Maybe I would give old Roberta Ellsworth a call. She and I used to be good friends when we were little, I mean years ago. But we had kind of gone different ways as we got older, if you know what I mean. Sometimes that just happens, for no particular reason. Sometimes I felt bad about not spending any more time with her, since it had been me that drifted away from her, not the other way around. Roberta had become a wallflower—but if she wasn’t interesting, she was at least nice, and she’d be someone to talk to. Someone besides my mother and poor old Franks and my horse.

  Old Roberta didn’t have many friends either. She wasn’t pretty enough, which if you’re a girl means basically it’s all over for you. That’s not what I think, but it’s the rule most people seem to live by, at least in high school. Roberta had a tendency to pick her nose in public ever since we were in kindergarten, and she always sounded like she needed to blow her nose. Not exactly Miss Popularity material. But when you have a broken leg, and you’re stuck inside all summer…hell, at least we could talk about something different for a change, and I could tell her all about Miz Elizabeth Powell from London, England. It might be good to catch up with her, and see what all had taken place in her life in the last six or seven years. Just for a change of pace.

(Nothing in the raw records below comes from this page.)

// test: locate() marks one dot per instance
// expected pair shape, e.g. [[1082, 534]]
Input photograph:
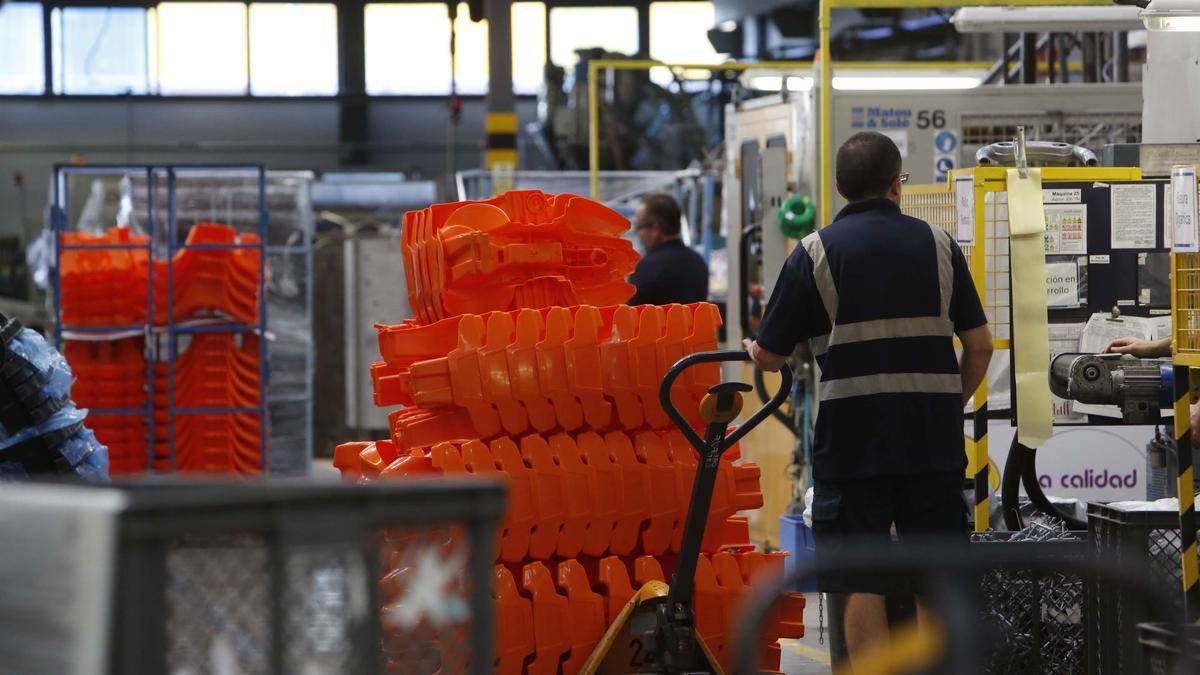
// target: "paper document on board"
[[1065, 340], [1101, 330], [1134, 216]]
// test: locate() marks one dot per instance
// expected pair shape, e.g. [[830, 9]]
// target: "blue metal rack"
[[173, 329]]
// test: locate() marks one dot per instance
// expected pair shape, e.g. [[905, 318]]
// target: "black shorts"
[[864, 512]]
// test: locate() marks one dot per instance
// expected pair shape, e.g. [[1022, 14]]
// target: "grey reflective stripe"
[[891, 383], [945, 268], [822, 275], [882, 328], [820, 345]]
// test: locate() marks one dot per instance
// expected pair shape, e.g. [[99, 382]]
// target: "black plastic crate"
[[1137, 539], [1035, 619], [249, 578], [1170, 650]]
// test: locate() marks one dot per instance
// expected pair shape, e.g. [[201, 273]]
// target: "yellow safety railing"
[[988, 260], [597, 65], [827, 66], [1186, 356]]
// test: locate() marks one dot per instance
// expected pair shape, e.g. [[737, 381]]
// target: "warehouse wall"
[[406, 135]]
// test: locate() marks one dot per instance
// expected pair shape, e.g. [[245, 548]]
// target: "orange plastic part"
[[634, 501], [664, 515], [643, 357], [576, 493], [523, 371], [646, 569], [582, 351], [550, 503], [603, 477], [523, 509], [493, 365], [514, 623], [552, 369], [523, 249], [586, 623], [617, 590], [618, 377], [519, 519], [550, 620]]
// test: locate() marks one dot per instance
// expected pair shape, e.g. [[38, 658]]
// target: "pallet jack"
[[655, 632]]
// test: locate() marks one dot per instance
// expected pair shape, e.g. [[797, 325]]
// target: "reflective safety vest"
[[885, 328]]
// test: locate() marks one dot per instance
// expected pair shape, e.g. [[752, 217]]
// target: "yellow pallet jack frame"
[[655, 632]]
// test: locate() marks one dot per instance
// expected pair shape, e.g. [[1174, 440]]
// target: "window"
[[528, 47], [202, 48], [293, 49], [100, 51], [22, 69], [679, 35], [408, 48], [471, 54], [580, 28]]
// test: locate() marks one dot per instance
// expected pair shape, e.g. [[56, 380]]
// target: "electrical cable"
[[1020, 469]]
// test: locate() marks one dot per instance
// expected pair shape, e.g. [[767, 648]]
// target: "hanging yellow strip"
[[1027, 227]]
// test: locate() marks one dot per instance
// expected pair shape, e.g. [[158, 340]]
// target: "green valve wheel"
[[796, 216]]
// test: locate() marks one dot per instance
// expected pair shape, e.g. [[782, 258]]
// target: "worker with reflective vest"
[[880, 296]]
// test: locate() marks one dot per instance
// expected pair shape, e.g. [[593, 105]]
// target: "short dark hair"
[[663, 210], [867, 166]]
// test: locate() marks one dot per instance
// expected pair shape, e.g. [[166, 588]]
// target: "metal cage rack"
[[165, 202]]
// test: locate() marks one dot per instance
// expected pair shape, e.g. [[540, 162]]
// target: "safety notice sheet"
[[1065, 340], [1101, 330], [1134, 216], [1067, 228]]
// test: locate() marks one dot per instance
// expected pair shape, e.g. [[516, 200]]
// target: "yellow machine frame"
[[1186, 356], [935, 204], [597, 65]]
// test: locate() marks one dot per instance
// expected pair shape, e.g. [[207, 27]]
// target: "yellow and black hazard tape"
[[501, 145], [981, 461], [1187, 500]]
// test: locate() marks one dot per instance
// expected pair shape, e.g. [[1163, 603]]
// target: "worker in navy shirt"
[[670, 272], [880, 296]]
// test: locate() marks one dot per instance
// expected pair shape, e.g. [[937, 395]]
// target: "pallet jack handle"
[[720, 406]]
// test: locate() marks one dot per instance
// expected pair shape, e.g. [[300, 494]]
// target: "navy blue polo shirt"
[[670, 273], [891, 398]]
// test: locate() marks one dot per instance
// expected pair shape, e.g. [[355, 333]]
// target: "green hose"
[[796, 216]]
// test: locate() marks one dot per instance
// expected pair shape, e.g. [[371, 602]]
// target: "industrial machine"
[[655, 632], [1139, 387]]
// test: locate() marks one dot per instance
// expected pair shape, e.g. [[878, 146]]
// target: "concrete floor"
[[808, 656]]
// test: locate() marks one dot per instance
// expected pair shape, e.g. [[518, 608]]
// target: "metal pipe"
[[1029, 58], [1121, 42]]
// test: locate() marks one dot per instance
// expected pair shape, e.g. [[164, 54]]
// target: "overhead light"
[[1171, 16], [1045, 19], [881, 82], [858, 83]]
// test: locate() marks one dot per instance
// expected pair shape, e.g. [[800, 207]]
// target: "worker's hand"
[[1195, 425], [1137, 347], [762, 358]]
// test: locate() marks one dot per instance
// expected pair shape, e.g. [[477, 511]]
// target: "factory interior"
[[599, 338]]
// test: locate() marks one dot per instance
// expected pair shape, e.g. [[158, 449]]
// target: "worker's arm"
[[1140, 348], [793, 314], [766, 359], [976, 357]]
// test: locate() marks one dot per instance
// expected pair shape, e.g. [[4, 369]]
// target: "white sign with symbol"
[[964, 207], [1183, 209], [1062, 285]]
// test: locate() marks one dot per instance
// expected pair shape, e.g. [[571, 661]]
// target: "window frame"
[[642, 7]]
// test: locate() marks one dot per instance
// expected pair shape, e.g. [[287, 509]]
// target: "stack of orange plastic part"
[[108, 287], [521, 364], [523, 249], [111, 375]]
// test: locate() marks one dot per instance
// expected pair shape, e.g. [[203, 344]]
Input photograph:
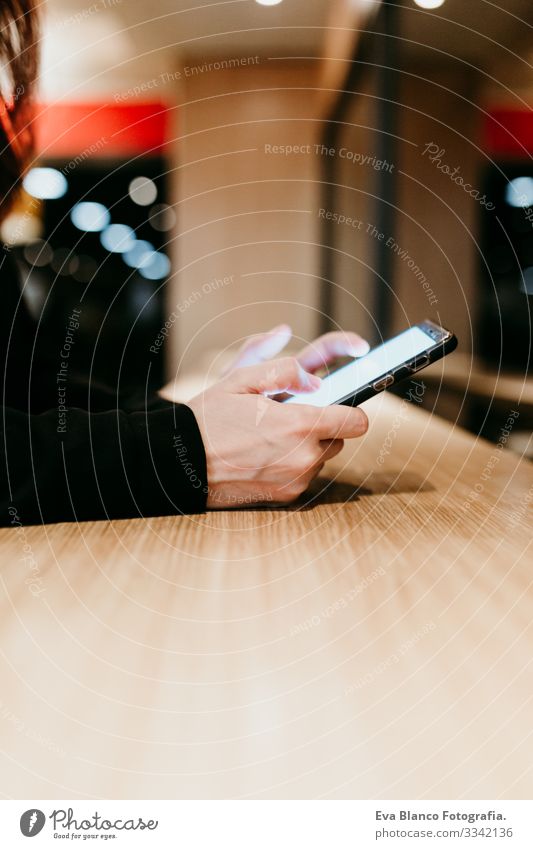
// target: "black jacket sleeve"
[[98, 465], [78, 450]]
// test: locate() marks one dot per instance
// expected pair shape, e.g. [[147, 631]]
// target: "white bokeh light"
[[142, 191], [117, 238], [519, 192], [45, 183], [90, 217], [156, 266], [139, 254]]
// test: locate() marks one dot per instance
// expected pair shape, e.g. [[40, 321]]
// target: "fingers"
[[335, 422], [330, 449], [262, 347], [283, 375], [326, 348]]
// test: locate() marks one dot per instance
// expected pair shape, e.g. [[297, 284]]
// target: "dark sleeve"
[[97, 465]]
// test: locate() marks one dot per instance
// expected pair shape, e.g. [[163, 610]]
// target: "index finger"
[[335, 422], [329, 346]]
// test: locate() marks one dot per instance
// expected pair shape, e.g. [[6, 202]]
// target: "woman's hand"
[[259, 450], [318, 354]]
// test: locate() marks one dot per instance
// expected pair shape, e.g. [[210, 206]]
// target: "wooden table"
[[375, 643]]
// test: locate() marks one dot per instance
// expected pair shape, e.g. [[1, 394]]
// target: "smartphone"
[[394, 360]]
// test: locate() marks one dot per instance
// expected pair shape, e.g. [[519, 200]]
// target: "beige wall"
[[244, 215], [436, 221]]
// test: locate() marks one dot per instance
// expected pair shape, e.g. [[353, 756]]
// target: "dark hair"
[[19, 60]]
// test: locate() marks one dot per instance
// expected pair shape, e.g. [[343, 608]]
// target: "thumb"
[[272, 378]]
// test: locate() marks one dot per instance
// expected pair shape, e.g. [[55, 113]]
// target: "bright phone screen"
[[378, 362]]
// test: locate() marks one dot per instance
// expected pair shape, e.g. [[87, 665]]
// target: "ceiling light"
[[429, 4]]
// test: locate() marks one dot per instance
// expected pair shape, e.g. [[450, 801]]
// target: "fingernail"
[[361, 348]]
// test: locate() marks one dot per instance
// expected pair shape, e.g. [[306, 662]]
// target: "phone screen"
[[378, 362]]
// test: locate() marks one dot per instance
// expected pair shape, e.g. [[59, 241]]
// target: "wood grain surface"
[[373, 641]]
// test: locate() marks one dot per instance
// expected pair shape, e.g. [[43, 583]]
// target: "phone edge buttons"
[[383, 383]]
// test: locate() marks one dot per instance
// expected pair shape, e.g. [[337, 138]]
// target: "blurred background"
[[206, 170]]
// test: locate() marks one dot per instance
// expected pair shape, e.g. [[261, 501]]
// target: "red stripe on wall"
[[509, 132], [101, 129]]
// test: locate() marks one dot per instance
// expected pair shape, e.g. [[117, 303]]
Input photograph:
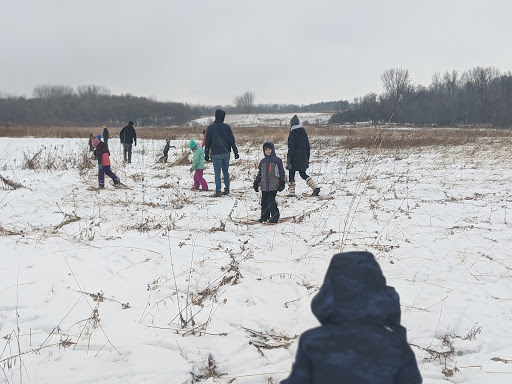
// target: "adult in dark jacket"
[[128, 137], [297, 158], [106, 135], [218, 143], [360, 340]]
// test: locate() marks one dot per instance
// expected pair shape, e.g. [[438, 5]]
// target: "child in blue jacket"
[[271, 176], [360, 340]]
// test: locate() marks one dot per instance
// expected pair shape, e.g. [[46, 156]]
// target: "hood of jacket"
[[355, 291], [273, 154]]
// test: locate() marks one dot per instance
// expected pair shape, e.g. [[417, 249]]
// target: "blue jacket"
[[219, 139], [361, 340], [270, 171]]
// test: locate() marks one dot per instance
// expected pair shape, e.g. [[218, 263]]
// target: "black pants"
[[127, 150], [291, 175], [268, 205]]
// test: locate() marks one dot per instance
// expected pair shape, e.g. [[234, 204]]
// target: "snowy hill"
[[160, 284], [268, 119]]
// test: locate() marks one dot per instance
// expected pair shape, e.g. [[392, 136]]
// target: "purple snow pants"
[[101, 175], [199, 180]]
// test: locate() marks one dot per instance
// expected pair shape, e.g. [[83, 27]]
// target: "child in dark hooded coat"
[[360, 340], [272, 179]]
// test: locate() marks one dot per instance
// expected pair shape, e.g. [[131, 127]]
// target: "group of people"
[[219, 141], [360, 339], [128, 138]]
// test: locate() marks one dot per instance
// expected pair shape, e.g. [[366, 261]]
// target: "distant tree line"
[[90, 104], [480, 96], [246, 104]]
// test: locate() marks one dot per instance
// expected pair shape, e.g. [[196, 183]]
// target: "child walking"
[[198, 166], [103, 156], [163, 159], [360, 339], [271, 176]]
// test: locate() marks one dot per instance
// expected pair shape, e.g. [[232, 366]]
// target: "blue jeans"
[[221, 162]]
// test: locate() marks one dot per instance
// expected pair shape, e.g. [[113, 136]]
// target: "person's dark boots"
[[314, 186], [275, 218]]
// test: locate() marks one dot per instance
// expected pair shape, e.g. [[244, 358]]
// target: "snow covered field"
[[159, 284], [267, 120]]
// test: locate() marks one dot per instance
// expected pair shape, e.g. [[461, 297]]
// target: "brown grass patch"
[[348, 136]]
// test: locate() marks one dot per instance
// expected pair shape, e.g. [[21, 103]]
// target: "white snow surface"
[[160, 284], [267, 120]]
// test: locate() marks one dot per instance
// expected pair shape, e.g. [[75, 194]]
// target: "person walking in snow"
[[198, 166], [272, 179], [168, 145], [91, 148], [106, 135], [360, 340], [103, 156], [128, 137], [219, 141], [297, 159]]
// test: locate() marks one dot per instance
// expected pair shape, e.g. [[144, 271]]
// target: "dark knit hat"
[[220, 114], [294, 120]]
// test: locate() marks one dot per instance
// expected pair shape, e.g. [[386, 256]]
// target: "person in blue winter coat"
[[360, 340], [272, 179]]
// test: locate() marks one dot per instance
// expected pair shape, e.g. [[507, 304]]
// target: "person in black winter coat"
[[218, 142], [360, 340], [297, 158], [271, 177], [128, 137]]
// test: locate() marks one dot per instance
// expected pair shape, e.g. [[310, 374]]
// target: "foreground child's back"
[[360, 340]]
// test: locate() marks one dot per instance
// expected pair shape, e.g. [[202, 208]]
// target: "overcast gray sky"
[[210, 51]]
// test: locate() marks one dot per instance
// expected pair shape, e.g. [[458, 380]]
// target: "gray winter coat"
[[270, 171]]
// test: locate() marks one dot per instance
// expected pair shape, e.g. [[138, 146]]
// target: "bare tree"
[[92, 90], [396, 82], [245, 103], [48, 91]]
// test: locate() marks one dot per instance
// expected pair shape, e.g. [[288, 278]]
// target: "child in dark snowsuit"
[[103, 155], [272, 179], [360, 340], [163, 159]]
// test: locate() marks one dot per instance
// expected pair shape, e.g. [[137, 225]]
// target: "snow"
[[267, 120], [159, 284]]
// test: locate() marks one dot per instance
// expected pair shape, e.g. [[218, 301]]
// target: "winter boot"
[[313, 186], [291, 188], [274, 219]]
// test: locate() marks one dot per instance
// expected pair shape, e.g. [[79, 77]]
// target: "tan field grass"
[[346, 136]]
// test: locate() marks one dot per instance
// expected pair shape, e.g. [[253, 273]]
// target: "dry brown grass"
[[348, 136]]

  I’m no raving beauty myself, you know. I haven’t mentioned much about what I looked like back then, but the fact is I was pretty overweight—so is Mother, so it’s genetic—and my hair has always been kind of stringy and thin, and my hips are almost as wide as my shoulders. I wasn’t getting a lot of attention from the fellows on the football team. Which was fine with me, of course. The people I care about don’t mind what I look like. But it’s not pleasant being one of the plainer girls in school. Even if you don’t put much stock in how much attention people pay to you, it’s still kind of hard to get ignored all the time. It wears on you after a while.

  Out in our neck of the woods you can hear a car coming when it’s still pretty far off. I think Brother heard it first, because his ears kind of pricked back and he looked around as he was running. Then Frankie heard it, and then finally me. I turned and watched the road that came from the highway, which was about a ten-minute drive from our place. Sure enough, there was one of those ridiculous new minivans that look like some kind of moon unit, raising up a cloud of dust. Franks stopped Brother and we both stood there watching. Soon the minivan was close, and then it slowed down and stopped in the road. The driver’s window rolled down and a preppy-looking guy with his collar turned up stuck his head out.

  “’Scuse me!” he called. “Looking for the Grunveldt farm?”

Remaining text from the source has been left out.